This isn’t just any image of Africa. It represents the first of its kind: a high-resolution map of the different types of land cover that are found on the continent, released by The European Space Agency, as Travel + Leisure reports.

Land cover maps depict the different physical materials that cover the Earth, whether that material is vegetation, wetlands, concrete, or sand. They can be used to track the growth of cities, assess flooding, keep tabs on environmental issues like deforestation or desertification, and more.

The newly released land cover map of Africa shows the continent at an extremely detailed resolution. Each pixel represents just 65.6 feet (20 meters) on the ground. It’s designed to help researchers model the extent of climate change across Africa, study biodiversity and natural resources, and see how land use is changing, among other applications.
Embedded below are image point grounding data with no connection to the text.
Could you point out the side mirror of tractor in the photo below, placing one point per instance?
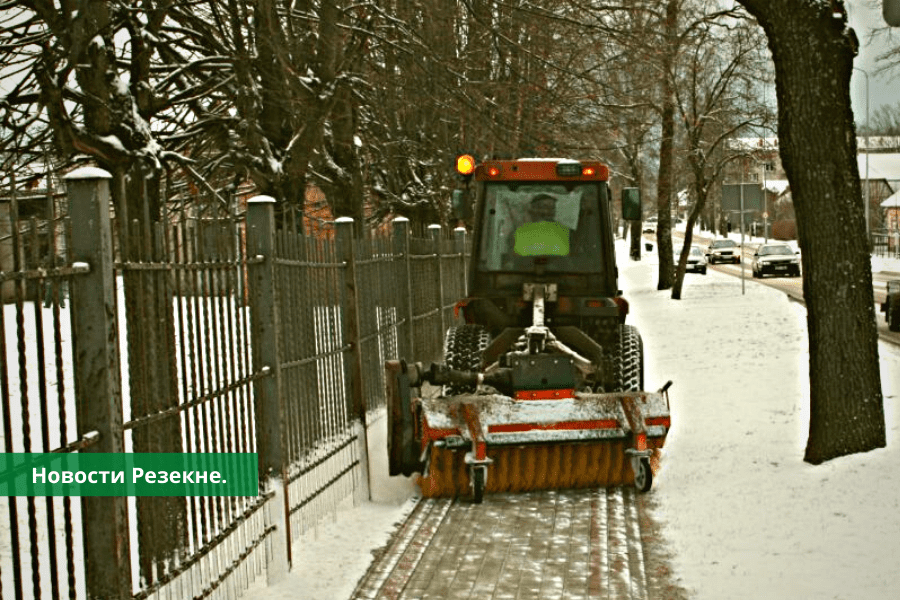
(631, 204)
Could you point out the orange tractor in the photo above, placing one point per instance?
(543, 386)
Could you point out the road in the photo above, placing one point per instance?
(793, 286)
(566, 544)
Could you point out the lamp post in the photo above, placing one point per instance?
(867, 150)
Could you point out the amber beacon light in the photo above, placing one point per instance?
(465, 164)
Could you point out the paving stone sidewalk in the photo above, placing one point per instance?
(566, 545)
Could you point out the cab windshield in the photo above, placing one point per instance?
(554, 225)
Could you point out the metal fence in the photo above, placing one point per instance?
(221, 334)
(885, 243)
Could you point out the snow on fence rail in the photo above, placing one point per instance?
(221, 335)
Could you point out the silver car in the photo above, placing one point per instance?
(696, 260)
(775, 259)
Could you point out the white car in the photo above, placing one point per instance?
(723, 250)
(696, 260)
(775, 259)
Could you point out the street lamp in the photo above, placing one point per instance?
(867, 150)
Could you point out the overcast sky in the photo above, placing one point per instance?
(864, 16)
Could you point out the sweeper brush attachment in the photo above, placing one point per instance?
(470, 444)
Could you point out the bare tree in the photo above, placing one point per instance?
(716, 99)
(813, 53)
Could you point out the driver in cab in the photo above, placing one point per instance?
(542, 235)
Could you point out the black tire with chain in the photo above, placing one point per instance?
(629, 360)
(463, 348)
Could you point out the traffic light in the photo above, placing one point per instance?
(891, 11)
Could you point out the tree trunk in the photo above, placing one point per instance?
(666, 158)
(813, 62)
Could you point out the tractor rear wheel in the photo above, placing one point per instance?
(463, 348)
(629, 360)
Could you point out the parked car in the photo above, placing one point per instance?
(724, 250)
(891, 305)
(696, 260)
(775, 259)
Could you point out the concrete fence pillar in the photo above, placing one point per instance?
(403, 280)
(353, 360)
(98, 393)
(434, 230)
(264, 328)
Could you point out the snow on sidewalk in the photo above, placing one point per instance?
(743, 515)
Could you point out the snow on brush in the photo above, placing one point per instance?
(741, 513)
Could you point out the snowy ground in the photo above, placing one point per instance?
(742, 514)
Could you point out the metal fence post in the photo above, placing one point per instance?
(264, 330)
(404, 286)
(354, 368)
(435, 230)
(459, 234)
(98, 393)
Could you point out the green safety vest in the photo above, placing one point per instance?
(544, 238)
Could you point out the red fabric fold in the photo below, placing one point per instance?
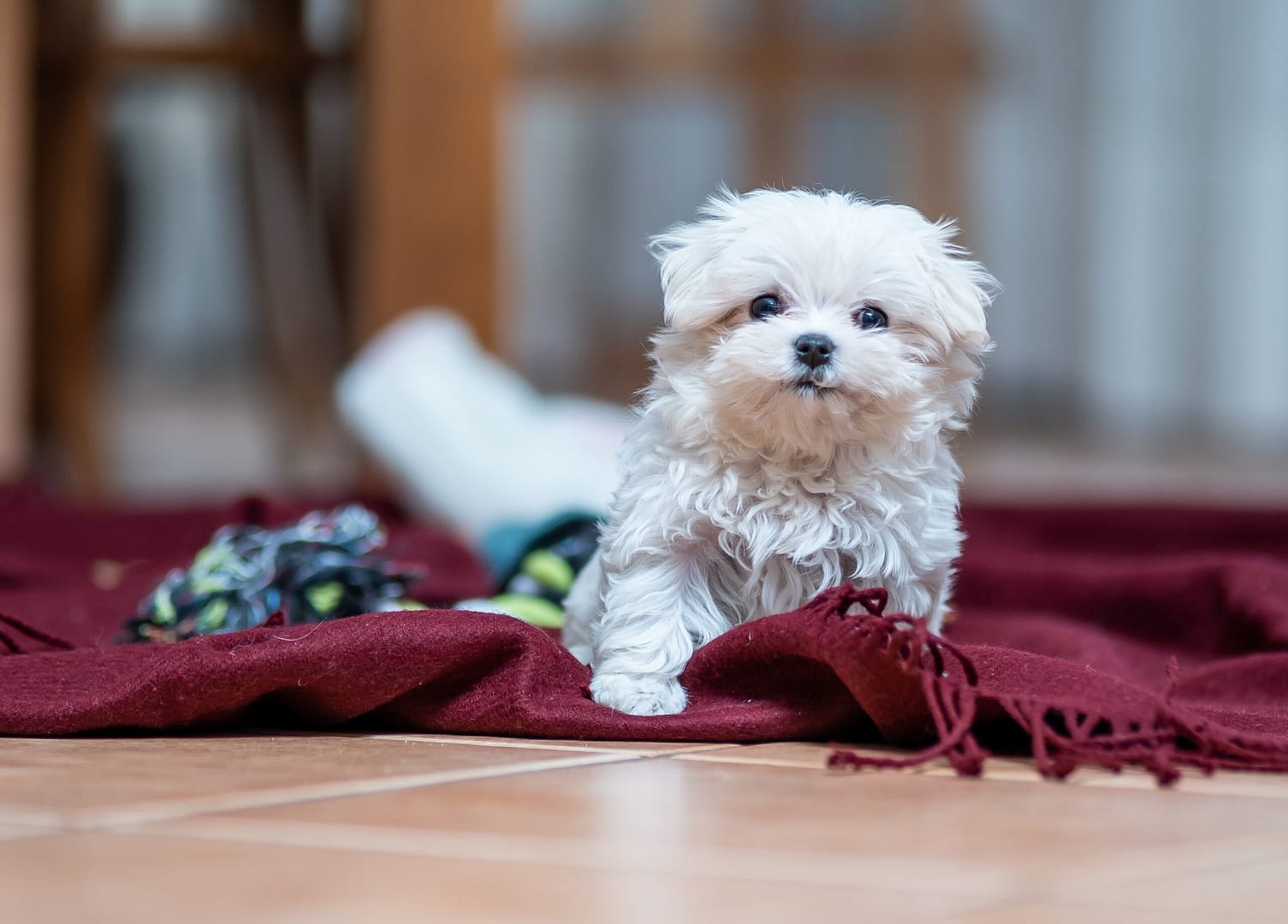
(1155, 637)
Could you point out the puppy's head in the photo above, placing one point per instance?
(798, 322)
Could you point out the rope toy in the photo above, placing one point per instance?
(323, 566)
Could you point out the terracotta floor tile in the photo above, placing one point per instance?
(89, 783)
(765, 822)
(1222, 783)
(813, 755)
(1064, 914)
(20, 832)
(145, 878)
(1244, 891)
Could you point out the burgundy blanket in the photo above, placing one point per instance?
(1104, 636)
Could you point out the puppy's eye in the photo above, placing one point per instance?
(871, 318)
(765, 306)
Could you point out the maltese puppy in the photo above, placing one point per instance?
(818, 352)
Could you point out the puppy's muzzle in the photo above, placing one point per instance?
(814, 350)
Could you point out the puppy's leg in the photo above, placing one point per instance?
(645, 636)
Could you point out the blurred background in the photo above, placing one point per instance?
(208, 206)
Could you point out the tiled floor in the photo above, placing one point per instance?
(380, 827)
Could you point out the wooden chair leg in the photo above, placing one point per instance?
(428, 161)
(70, 212)
(15, 40)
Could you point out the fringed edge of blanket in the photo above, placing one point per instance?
(1170, 739)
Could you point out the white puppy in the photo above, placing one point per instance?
(816, 354)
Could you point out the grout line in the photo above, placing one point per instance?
(160, 809)
(536, 744)
(634, 856)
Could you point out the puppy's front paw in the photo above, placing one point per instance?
(639, 694)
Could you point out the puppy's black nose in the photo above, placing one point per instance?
(814, 350)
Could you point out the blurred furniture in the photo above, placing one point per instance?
(928, 61)
(424, 224)
(424, 220)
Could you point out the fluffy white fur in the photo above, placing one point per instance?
(751, 482)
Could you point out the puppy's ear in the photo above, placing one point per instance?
(686, 254)
(962, 291)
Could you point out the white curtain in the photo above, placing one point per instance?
(1130, 189)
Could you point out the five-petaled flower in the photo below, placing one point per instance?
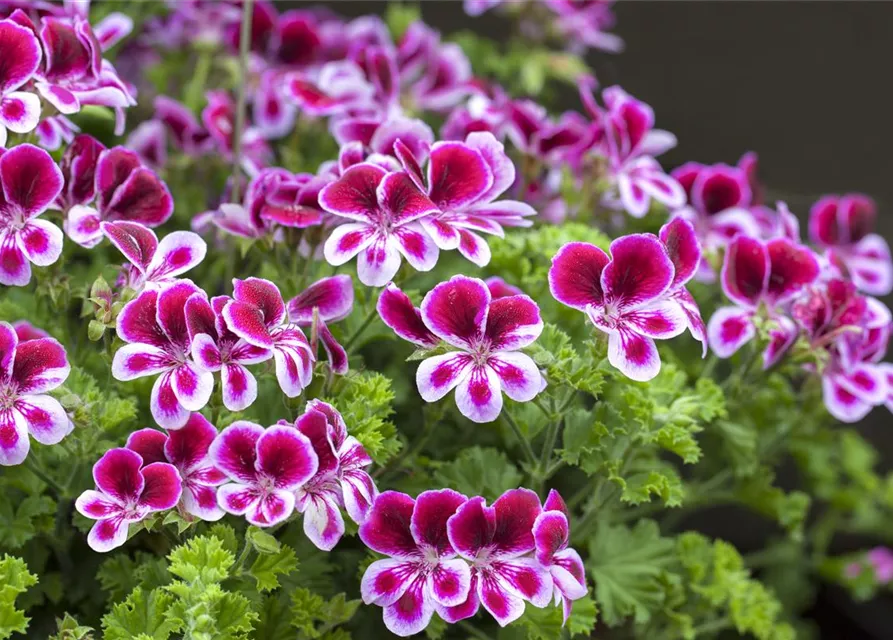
(28, 370)
(755, 274)
(265, 466)
(154, 264)
(155, 328)
(627, 294)
(339, 481)
(126, 492)
(551, 534)
(497, 541)
(488, 335)
(187, 449)
(384, 210)
(422, 573)
(31, 181)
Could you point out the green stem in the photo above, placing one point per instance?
(525, 443)
(244, 48)
(359, 332)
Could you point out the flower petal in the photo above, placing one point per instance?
(398, 312)
(640, 271)
(728, 329)
(386, 528)
(745, 271)
(518, 374)
(163, 486)
(332, 297)
(429, 522)
(634, 355)
(117, 474)
(234, 451)
(31, 180)
(575, 275)
(457, 310)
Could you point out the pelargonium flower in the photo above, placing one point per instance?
(843, 225)
(154, 264)
(626, 294)
(756, 274)
(265, 466)
(422, 573)
(487, 335)
(326, 300)
(464, 179)
(551, 534)
(187, 450)
(154, 326)
(126, 492)
(340, 480)
(125, 190)
(28, 370)
(19, 110)
(496, 540)
(30, 181)
(257, 314)
(216, 348)
(383, 210)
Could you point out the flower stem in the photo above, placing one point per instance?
(525, 442)
(244, 47)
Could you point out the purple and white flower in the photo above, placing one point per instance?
(422, 573)
(187, 450)
(126, 492)
(487, 336)
(265, 466)
(28, 370)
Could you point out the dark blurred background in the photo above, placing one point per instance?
(806, 84)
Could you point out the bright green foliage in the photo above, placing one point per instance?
(15, 579)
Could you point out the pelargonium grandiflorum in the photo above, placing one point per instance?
(328, 225)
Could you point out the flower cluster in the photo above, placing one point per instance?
(635, 295)
(313, 467)
(178, 332)
(58, 57)
(484, 337)
(451, 555)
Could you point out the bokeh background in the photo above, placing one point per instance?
(807, 85)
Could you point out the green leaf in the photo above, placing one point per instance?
(268, 566)
(140, 614)
(479, 471)
(626, 565)
(15, 579)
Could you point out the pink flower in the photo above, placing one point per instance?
(155, 327)
(551, 533)
(754, 274)
(340, 479)
(126, 492)
(628, 295)
(125, 190)
(422, 573)
(257, 314)
(463, 180)
(187, 450)
(265, 466)
(154, 264)
(384, 210)
(31, 181)
(28, 370)
(19, 110)
(327, 300)
(497, 541)
(487, 335)
(216, 348)
(843, 225)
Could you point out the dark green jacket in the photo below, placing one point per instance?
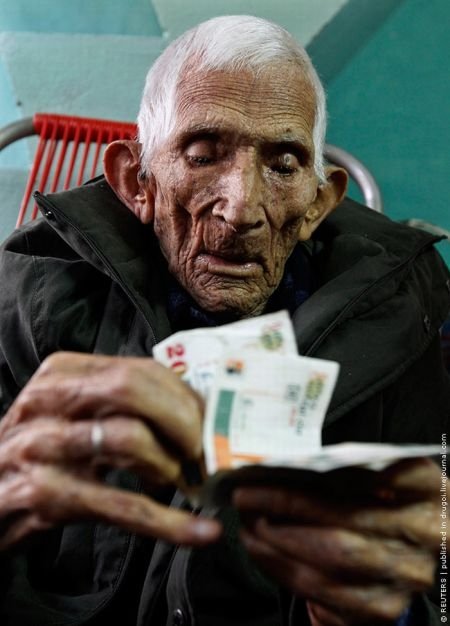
(89, 277)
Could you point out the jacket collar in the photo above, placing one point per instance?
(92, 220)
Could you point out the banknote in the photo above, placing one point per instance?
(194, 354)
(265, 405)
(265, 408)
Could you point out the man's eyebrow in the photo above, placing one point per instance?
(198, 131)
(287, 141)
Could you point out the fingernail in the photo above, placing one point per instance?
(207, 529)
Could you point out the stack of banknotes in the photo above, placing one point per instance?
(265, 404)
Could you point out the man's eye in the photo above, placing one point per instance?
(199, 160)
(285, 164)
(201, 152)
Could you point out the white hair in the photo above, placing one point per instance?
(231, 43)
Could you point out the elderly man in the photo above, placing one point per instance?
(223, 210)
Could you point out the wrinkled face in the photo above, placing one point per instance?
(233, 183)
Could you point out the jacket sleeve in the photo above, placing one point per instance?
(50, 299)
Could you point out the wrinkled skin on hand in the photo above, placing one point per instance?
(151, 423)
(358, 554)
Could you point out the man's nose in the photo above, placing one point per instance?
(241, 193)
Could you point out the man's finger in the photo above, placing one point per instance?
(124, 442)
(51, 496)
(93, 386)
(417, 522)
(357, 603)
(349, 554)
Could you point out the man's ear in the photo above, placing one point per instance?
(329, 195)
(121, 169)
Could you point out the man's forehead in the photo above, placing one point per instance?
(279, 101)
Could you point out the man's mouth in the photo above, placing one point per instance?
(229, 264)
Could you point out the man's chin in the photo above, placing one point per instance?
(230, 303)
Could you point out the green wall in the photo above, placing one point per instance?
(390, 106)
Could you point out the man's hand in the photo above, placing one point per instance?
(81, 412)
(356, 555)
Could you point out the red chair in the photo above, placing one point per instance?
(68, 152)
(59, 164)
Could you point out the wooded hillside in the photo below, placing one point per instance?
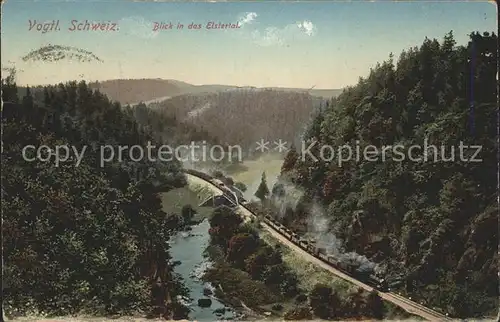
(82, 238)
(434, 224)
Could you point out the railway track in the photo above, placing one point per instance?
(406, 304)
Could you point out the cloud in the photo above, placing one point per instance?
(272, 36)
(137, 26)
(307, 27)
(247, 18)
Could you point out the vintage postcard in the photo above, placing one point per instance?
(247, 160)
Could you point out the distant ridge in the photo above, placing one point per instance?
(133, 91)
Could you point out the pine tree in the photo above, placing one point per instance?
(263, 191)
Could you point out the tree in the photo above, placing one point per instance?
(224, 223)
(290, 160)
(374, 305)
(324, 301)
(262, 191)
(241, 246)
(241, 186)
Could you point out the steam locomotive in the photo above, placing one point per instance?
(350, 268)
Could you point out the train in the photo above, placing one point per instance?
(349, 268)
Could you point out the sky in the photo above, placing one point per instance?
(278, 44)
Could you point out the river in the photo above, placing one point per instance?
(188, 248)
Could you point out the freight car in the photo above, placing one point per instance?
(349, 268)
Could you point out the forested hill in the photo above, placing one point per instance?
(433, 223)
(82, 238)
(132, 91)
(244, 116)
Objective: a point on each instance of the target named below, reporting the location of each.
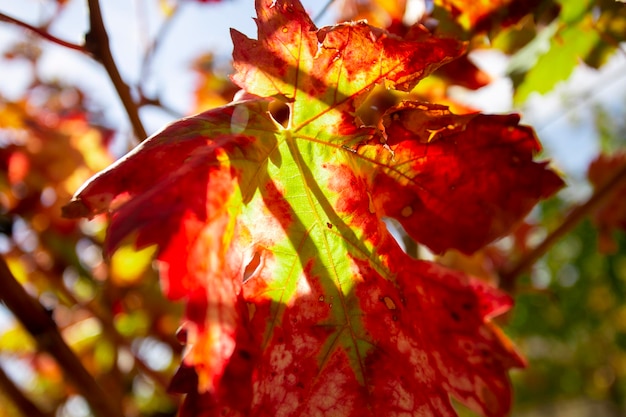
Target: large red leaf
(299, 301)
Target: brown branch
(509, 275)
(97, 42)
(43, 33)
(40, 325)
(17, 397)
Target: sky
(567, 131)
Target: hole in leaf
(252, 266)
(280, 112)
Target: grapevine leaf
(299, 301)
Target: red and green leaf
(299, 301)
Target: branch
(601, 194)
(97, 42)
(41, 326)
(17, 397)
(43, 33)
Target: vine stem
(575, 216)
(44, 34)
(97, 42)
(41, 326)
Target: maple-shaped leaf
(299, 301)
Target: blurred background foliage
(570, 316)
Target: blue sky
(567, 132)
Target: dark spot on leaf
(279, 112)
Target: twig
(97, 42)
(41, 326)
(509, 275)
(17, 397)
(44, 34)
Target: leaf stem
(97, 42)
(575, 216)
(41, 326)
(43, 33)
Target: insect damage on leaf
(299, 301)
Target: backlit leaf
(299, 301)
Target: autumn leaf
(299, 301)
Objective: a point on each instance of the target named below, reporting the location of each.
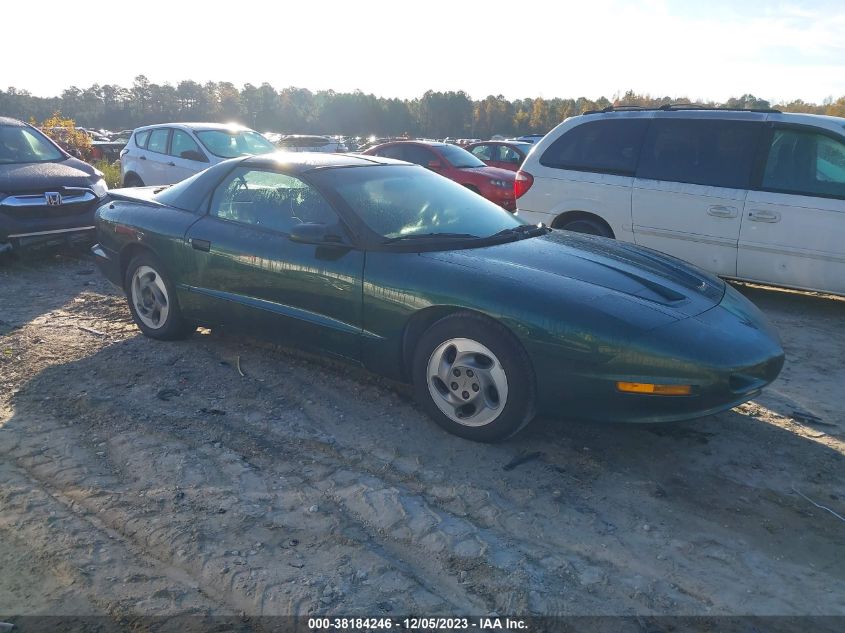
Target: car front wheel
(473, 378)
(152, 300)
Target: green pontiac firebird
(419, 279)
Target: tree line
(298, 110)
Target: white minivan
(751, 195)
(167, 153)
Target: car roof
(4, 120)
(833, 123)
(193, 125)
(504, 142)
(299, 162)
(417, 142)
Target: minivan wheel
(584, 225)
(473, 378)
(152, 300)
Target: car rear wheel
(585, 225)
(473, 378)
(152, 300)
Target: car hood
(609, 266)
(38, 177)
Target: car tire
(473, 378)
(586, 225)
(152, 300)
(133, 180)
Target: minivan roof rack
(698, 106)
(672, 107)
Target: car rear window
(804, 162)
(712, 152)
(606, 145)
(158, 140)
(141, 138)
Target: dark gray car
(46, 195)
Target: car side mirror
(313, 233)
(192, 154)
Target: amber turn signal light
(657, 390)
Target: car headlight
(100, 188)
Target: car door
(690, 188)
(252, 277)
(156, 166)
(793, 228)
(186, 157)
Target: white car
(165, 154)
(751, 195)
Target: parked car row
(751, 195)
(455, 163)
(392, 259)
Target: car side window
(141, 138)
(508, 155)
(183, 146)
(805, 162)
(418, 155)
(608, 145)
(712, 152)
(484, 152)
(270, 200)
(158, 140)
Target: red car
(505, 154)
(456, 164)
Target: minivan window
(805, 162)
(182, 142)
(606, 145)
(158, 140)
(141, 138)
(713, 152)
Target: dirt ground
(139, 477)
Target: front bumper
(24, 227)
(728, 354)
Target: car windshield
(20, 144)
(458, 157)
(233, 143)
(399, 202)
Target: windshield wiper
(431, 236)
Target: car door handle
(722, 211)
(758, 215)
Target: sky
(523, 48)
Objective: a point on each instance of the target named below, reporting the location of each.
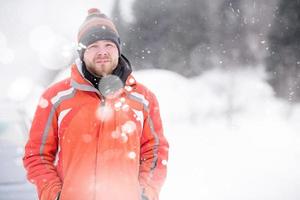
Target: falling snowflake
(115, 134)
(128, 88)
(132, 155)
(87, 138)
(129, 127)
(125, 107)
(104, 113)
(164, 162)
(124, 137)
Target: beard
(101, 66)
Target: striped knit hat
(97, 26)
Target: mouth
(101, 61)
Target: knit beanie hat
(97, 26)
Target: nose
(101, 51)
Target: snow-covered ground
(230, 138)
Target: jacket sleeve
(41, 149)
(154, 152)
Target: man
(98, 134)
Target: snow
(230, 138)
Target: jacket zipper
(102, 105)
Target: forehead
(101, 42)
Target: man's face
(101, 57)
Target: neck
(91, 77)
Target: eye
(92, 46)
(109, 45)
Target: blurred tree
(231, 42)
(283, 63)
(164, 33)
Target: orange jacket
(92, 148)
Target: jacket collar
(80, 83)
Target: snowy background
(230, 136)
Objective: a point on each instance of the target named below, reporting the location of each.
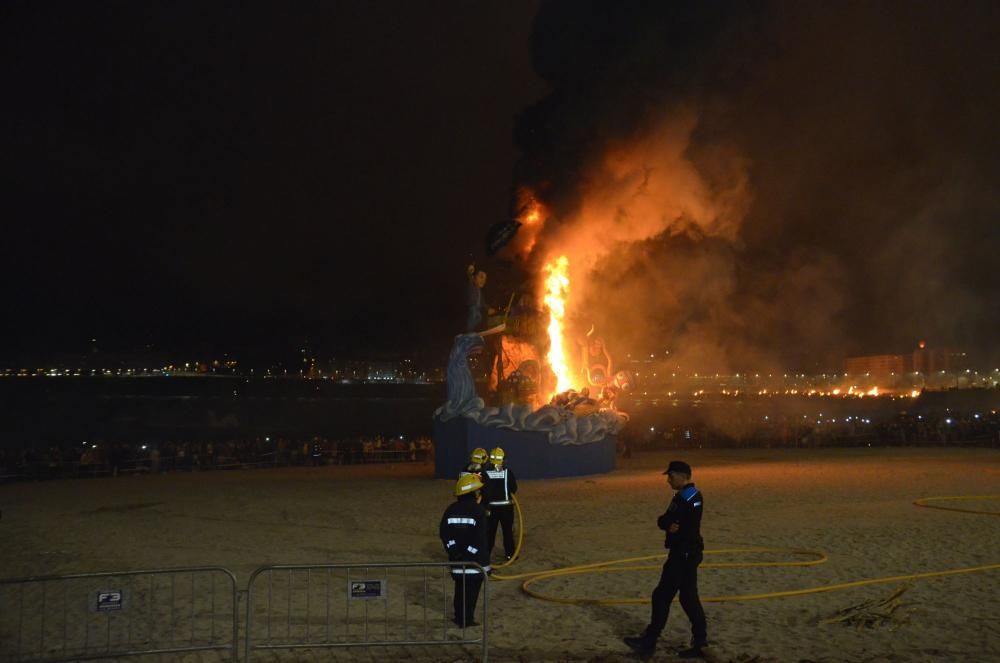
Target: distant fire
(556, 292)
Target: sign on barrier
(51, 619)
(384, 605)
(57, 619)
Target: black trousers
(680, 574)
(467, 586)
(502, 515)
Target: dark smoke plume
(770, 185)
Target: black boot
(644, 644)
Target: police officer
(498, 495)
(463, 534)
(682, 523)
(476, 462)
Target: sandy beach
(853, 505)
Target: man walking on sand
(682, 523)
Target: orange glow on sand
(556, 292)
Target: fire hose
(815, 558)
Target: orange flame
(556, 291)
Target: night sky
(214, 178)
(221, 176)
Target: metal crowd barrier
(358, 605)
(86, 616)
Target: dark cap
(678, 466)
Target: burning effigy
(540, 392)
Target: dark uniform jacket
(471, 468)
(685, 510)
(463, 532)
(499, 484)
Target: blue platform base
(528, 453)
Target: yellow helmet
(468, 483)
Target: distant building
(922, 360)
(933, 360)
(877, 364)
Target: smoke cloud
(760, 186)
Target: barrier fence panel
(49, 619)
(359, 605)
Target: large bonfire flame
(556, 291)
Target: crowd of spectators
(117, 458)
(947, 428)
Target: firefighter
(463, 534)
(476, 462)
(498, 493)
(682, 524)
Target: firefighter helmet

Developed as part of the Climate Change Initiative (CCI) Land Cover project, the space agency gathered a full year’s worth of data from its Sentinel-2A satellite to create the map. In total, the image is made from 90 terabytes of data—180,000 images—taken between December 2015 and December 2016.

The map is so large and detailed that the space agency created its own online viewer for it. You can dive further into the image here.

And keep watch: A better map might be close at hand. In March, the ESA launched the Sentinal-2B satellite, which it says will make a global map at a 32.8 feet-per-pixel (10 meters) resolution possible.